(This is a pretty long rant, sorry about that. Please, try to read it all so you can understand exactly what is going on and where I am coming from.)
Hello everyone. Today I have some pretty bad news. I'm going to have to put a stop to the Tsui Yuri translation project, at least for the time being.
I think a lot of people probably knew this would happen. As for the reasons…
So, the past month I have been working on this translation project, that I myself started.
I guess I just really wanted to give something back to this extremely awesome community that I have grown to love over the time I have spent here.
The past few weeks I have had a lot of things on my mind surrounding the project and my own translation. It has gotten quite bad, to the point where I would be unable to sleep at night. I would just lie there, thinking to myself like an idiot.
There has been a lot of reasons for this. First of all, I am currently the most busy I have ever been in school. I have exams, midterms and all sorts of crap going on. In addition, I had a significant amount absence previously this year, which I am still trying to recover from.
On top of school being way too much, I've started to question whether or not I can actually do this. A lot of small factors have started to add up, and it finally dawned on me that I have simply put way too much work on my shoulders during a really, really busy time of my life.
My TLC gave me a little bit of a "scolding" yesterday, saying that I have a decent chuck of grammatical errors that just should not be there. This probably come from a number of factors, but I think my stress IRL has probably rubbed off a bit into my work.
Also, going back to the start of the project, I remember Arcadeotic and Kiriririri telling me not to start the project. It was basically a friendly way of saying I probably wasn't ready for it. I knew that they were right, but still went through with it.
And I kind of came to a conclusion when Decay once again explained why my project wasn't being added to the VNTS. This was such a tiny, tiny little detail that made me realize I just was not ready for this project. I quite simply don't have the time to invest into such a time consuming thing right now.
Like, I guess everyone already knew I wasn't ready for a full on translation project from the beginning, but I still wanted to start one.
I have been learning Japanese for quite some time now, and I have spent a lot of time here on fuwanovel, watching people make translation projects, reviews, blogs, whatever. People do stuff to make give back to the community, and I want to do something as well.
Translating is what I am going to do once I finish university. It's my dream job, believe it or not. I mean, whether it will be translating games or books or if I end up being an interpreter in a company somewhere, I don't know. All I know is that translating is what I seriously want to do, one way or another. It's been something I have wanted to try out for so long, and this experience, though short, has just helped strengthen that wish.

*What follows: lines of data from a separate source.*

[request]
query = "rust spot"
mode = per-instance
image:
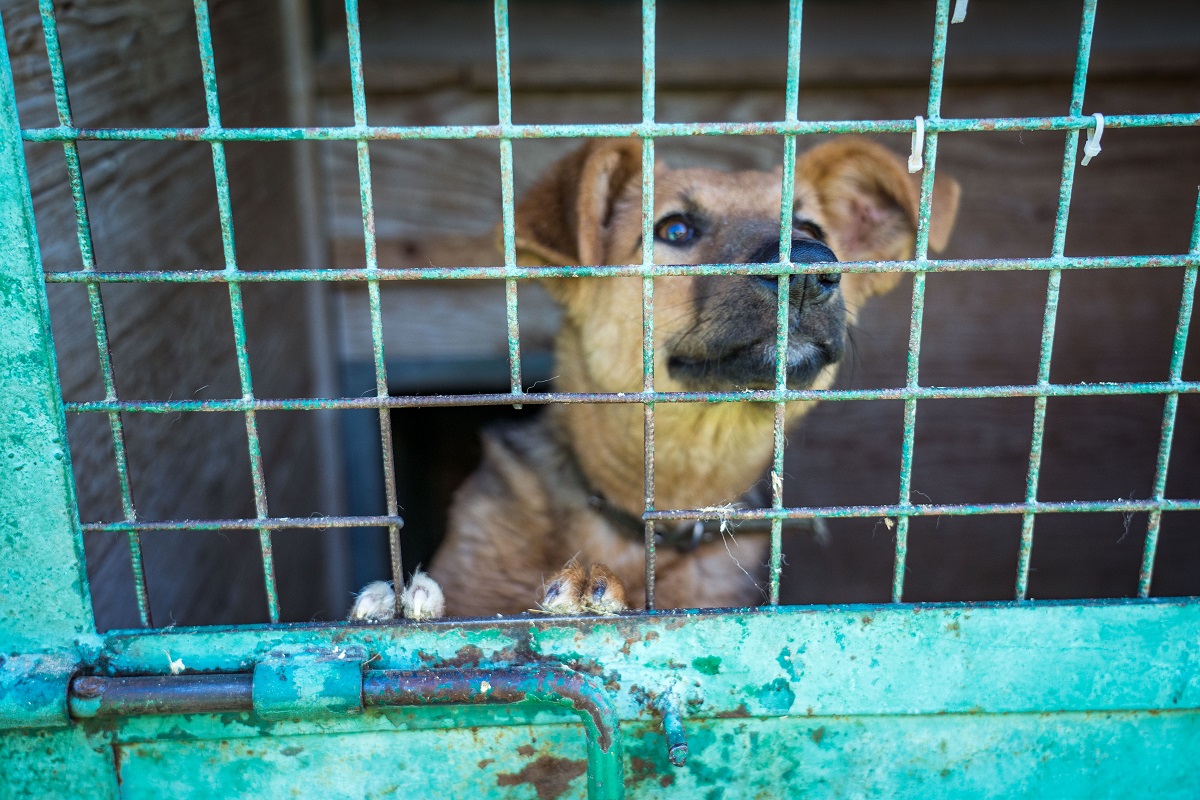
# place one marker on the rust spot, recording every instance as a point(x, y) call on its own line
point(641, 769)
point(466, 657)
point(739, 713)
point(549, 776)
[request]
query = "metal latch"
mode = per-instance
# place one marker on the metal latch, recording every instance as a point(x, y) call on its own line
point(306, 685)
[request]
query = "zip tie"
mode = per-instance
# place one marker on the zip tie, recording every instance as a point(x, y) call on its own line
point(918, 146)
point(1092, 146)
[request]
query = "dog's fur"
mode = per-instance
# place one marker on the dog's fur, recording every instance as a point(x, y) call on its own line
point(531, 505)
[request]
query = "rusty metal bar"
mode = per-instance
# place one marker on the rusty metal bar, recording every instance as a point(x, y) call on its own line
point(101, 697)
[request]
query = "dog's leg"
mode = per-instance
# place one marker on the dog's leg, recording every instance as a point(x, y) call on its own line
point(564, 593)
point(605, 593)
point(423, 597)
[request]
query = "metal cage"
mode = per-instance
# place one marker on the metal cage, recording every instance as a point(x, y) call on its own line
point(1050, 698)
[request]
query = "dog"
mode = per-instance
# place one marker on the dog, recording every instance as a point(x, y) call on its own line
point(569, 483)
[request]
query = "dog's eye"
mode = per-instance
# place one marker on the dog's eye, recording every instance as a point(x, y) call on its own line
point(675, 229)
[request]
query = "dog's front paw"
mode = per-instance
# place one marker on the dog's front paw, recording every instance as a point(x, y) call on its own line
point(576, 590)
point(423, 597)
point(376, 602)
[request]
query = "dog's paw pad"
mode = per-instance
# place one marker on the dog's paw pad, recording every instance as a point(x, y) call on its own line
point(605, 594)
point(564, 591)
point(376, 602)
point(423, 597)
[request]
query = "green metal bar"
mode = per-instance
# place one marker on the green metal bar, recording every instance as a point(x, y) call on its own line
point(95, 302)
point(46, 605)
point(783, 288)
point(648, 108)
point(936, 79)
point(627, 270)
point(619, 131)
point(1187, 302)
point(358, 90)
point(225, 209)
point(1054, 284)
point(756, 396)
point(508, 196)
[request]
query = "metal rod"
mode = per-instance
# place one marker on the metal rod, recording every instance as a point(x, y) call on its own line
point(756, 396)
point(648, 107)
point(225, 211)
point(642, 130)
point(1054, 284)
point(97, 697)
point(624, 270)
point(1183, 324)
point(358, 90)
point(95, 304)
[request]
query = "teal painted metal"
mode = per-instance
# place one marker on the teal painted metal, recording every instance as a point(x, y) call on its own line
point(298, 686)
point(42, 578)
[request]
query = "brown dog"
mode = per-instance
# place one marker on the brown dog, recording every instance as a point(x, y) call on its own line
point(570, 482)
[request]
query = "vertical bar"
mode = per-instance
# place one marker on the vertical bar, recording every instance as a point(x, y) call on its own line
point(225, 209)
point(1170, 405)
point(358, 90)
point(937, 72)
point(95, 302)
point(1054, 283)
point(783, 286)
point(648, 80)
point(504, 92)
point(43, 539)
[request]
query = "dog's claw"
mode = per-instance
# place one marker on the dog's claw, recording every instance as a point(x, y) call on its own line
point(576, 590)
point(375, 603)
point(423, 597)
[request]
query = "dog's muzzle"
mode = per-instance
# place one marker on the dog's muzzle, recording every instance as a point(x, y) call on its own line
point(808, 288)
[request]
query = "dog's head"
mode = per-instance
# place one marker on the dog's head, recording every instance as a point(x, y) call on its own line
point(853, 202)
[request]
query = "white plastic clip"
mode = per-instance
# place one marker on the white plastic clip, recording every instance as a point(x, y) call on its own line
point(916, 161)
point(1092, 146)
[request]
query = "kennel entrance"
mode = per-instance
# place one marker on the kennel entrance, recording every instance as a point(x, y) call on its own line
point(1066, 698)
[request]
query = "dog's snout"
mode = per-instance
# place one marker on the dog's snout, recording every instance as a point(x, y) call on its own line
point(811, 287)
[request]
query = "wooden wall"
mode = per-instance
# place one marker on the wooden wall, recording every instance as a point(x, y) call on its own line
point(438, 203)
point(153, 205)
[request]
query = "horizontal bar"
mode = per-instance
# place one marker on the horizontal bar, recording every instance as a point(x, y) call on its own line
point(270, 523)
point(923, 510)
point(643, 130)
point(541, 398)
point(731, 515)
point(624, 270)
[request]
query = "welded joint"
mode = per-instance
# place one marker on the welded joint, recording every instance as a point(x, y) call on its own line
point(309, 684)
point(670, 705)
point(1092, 146)
point(34, 691)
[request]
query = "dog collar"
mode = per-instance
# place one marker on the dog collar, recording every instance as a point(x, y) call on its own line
point(689, 534)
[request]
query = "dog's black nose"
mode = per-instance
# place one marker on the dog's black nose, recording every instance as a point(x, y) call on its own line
point(804, 251)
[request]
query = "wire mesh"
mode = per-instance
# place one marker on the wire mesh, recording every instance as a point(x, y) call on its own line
point(647, 130)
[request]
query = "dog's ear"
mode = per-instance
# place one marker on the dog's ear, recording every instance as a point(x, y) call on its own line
point(564, 217)
point(870, 203)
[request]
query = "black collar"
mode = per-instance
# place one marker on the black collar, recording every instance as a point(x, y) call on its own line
point(687, 535)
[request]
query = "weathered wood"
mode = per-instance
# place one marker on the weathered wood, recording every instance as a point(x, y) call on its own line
point(154, 206)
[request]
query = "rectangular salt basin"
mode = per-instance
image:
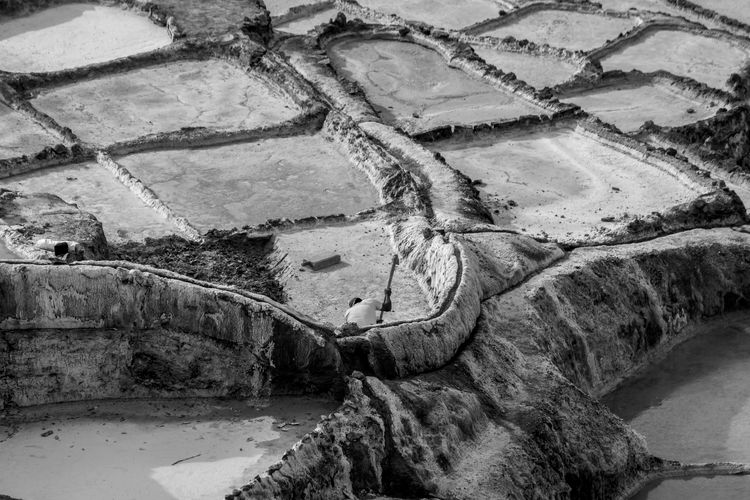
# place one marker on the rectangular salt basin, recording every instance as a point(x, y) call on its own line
point(305, 24)
point(570, 30)
point(165, 98)
point(559, 182)
point(149, 449)
point(247, 184)
point(412, 86)
point(705, 59)
point(95, 190)
point(441, 13)
point(629, 107)
point(75, 34)
point(20, 136)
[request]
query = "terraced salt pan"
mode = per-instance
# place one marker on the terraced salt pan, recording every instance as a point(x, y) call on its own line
point(20, 136)
point(75, 35)
point(366, 255)
point(128, 105)
point(95, 190)
point(707, 60)
point(571, 30)
point(247, 184)
point(628, 107)
point(279, 7)
point(562, 181)
point(442, 13)
point(736, 9)
point(694, 405)
point(128, 449)
point(537, 71)
point(719, 487)
point(412, 86)
point(302, 26)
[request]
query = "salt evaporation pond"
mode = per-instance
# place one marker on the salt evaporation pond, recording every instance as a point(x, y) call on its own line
point(718, 487)
point(694, 405)
point(74, 35)
point(149, 450)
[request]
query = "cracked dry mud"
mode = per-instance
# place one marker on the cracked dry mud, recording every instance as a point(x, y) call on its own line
point(571, 243)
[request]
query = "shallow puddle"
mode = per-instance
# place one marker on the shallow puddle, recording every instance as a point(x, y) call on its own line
point(694, 405)
point(570, 30)
point(75, 35)
point(20, 136)
point(247, 184)
point(302, 26)
point(707, 60)
point(441, 13)
point(629, 107)
point(412, 86)
point(366, 254)
point(558, 181)
point(164, 98)
point(717, 487)
point(537, 71)
point(95, 190)
point(150, 450)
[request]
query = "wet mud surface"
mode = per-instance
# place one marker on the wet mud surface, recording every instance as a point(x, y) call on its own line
point(231, 259)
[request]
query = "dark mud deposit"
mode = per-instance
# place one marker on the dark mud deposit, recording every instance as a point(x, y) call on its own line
point(181, 119)
point(224, 257)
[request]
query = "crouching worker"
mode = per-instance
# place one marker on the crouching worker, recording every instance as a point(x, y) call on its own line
point(364, 312)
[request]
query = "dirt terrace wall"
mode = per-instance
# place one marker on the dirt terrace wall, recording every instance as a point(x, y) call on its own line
point(394, 184)
point(525, 10)
point(105, 330)
point(500, 420)
point(605, 311)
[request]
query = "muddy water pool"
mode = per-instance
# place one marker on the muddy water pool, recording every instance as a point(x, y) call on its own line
point(150, 450)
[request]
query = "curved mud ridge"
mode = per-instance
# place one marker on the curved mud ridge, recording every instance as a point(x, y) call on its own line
point(493, 392)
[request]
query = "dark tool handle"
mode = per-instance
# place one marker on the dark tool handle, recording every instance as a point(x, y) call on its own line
point(394, 263)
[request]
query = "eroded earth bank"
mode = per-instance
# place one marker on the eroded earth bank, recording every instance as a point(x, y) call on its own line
point(566, 202)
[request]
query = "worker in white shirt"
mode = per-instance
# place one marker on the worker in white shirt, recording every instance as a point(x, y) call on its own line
point(364, 312)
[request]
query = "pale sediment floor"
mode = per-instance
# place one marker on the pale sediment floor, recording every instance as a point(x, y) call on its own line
point(412, 86)
point(20, 136)
point(5, 253)
point(707, 60)
point(247, 184)
point(559, 182)
point(628, 107)
point(442, 13)
point(694, 405)
point(717, 487)
point(279, 7)
point(95, 190)
point(736, 9)
point(366, 255)
point(74, 35)
point(122, 450)
point(200, 17)
point(305, 24)
point(571, 30)
point(123, 106)
point(537, 71)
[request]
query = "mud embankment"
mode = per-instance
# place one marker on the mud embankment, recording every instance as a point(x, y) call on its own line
point(511, 414)
point(102, 331)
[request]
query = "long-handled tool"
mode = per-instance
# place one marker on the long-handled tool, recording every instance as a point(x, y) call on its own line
point(387, 298)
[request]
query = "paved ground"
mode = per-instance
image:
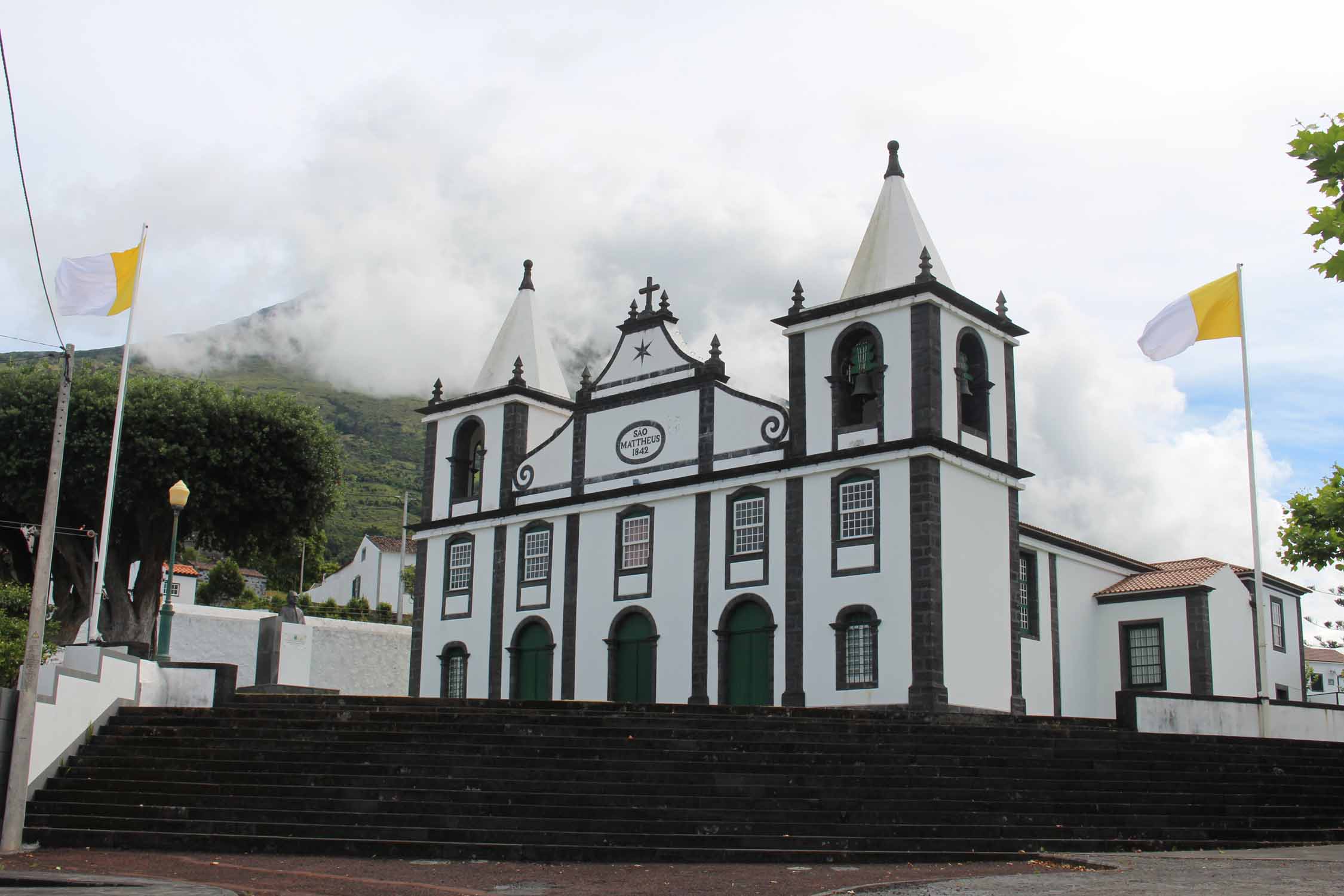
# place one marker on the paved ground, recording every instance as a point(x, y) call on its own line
point(260, 875)
point(1262, 872)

I mean, this past month has been unbelievably fun for me. I have learned so much about making a team, how the translation scene works, and I have also had the chance to actually translate something for real, to see a little what that is like. And it was so much fun!
But ... Yeah, I just ... Am not ready to truly start a project I guess.
I still have a while to go before I can truly start translating a full visual novel. I mean, my translation isn't wrong. And it isn't super bad. It's not that. It's just that, when I have to spend several minutes concentrating on every line, to make sure I don't miss small key parts of the sentence in order to make it a proper translation, it's obvious that I am not quite ready for a real project yet.
I would like to just apologize to the whole community. I truly had nothing but good intentions when starting this, and so many of you encouraged me along the way. A bunch of people showed an interest in helping out, (like, I really got a lot of applications... I never would have thought someone would actually be interested in working on this project with a scrub like me )
Guys, really, I'm so grateful for all the support and all the help, and I am so, so sorry for letting everyone down. Hopefully no one really had any massive hopes for this one. Hopefully people will just be like, "oh yeah, that new kid wanted to translate something and failed. Hah, saw that coming."
Anyways, I truly want to get into the fan translation scene again as soon as possible, and hope that this hasn't completely shattered my reputation forever. I just have to take a step back, re-think some stuff, finish all my exams and take a breather. Then, I'll come back and start translating yuri VNs again. (Because let's face it, yuri is love, yuri is life )
On that note, if anyone want to jump on the team as a translator, or to take over, feel free to PM me. At the moment we have closed down the project, however we can re-open it again easily enough, so if you are intersted, then don't hesitate to ask.
There is a chance I'll come back to this again myself later, maybe in a few months, but at least right now, it just isn't the right time for this.
Thank you for understanding, and let me just say one last time, I am sorry it came to this.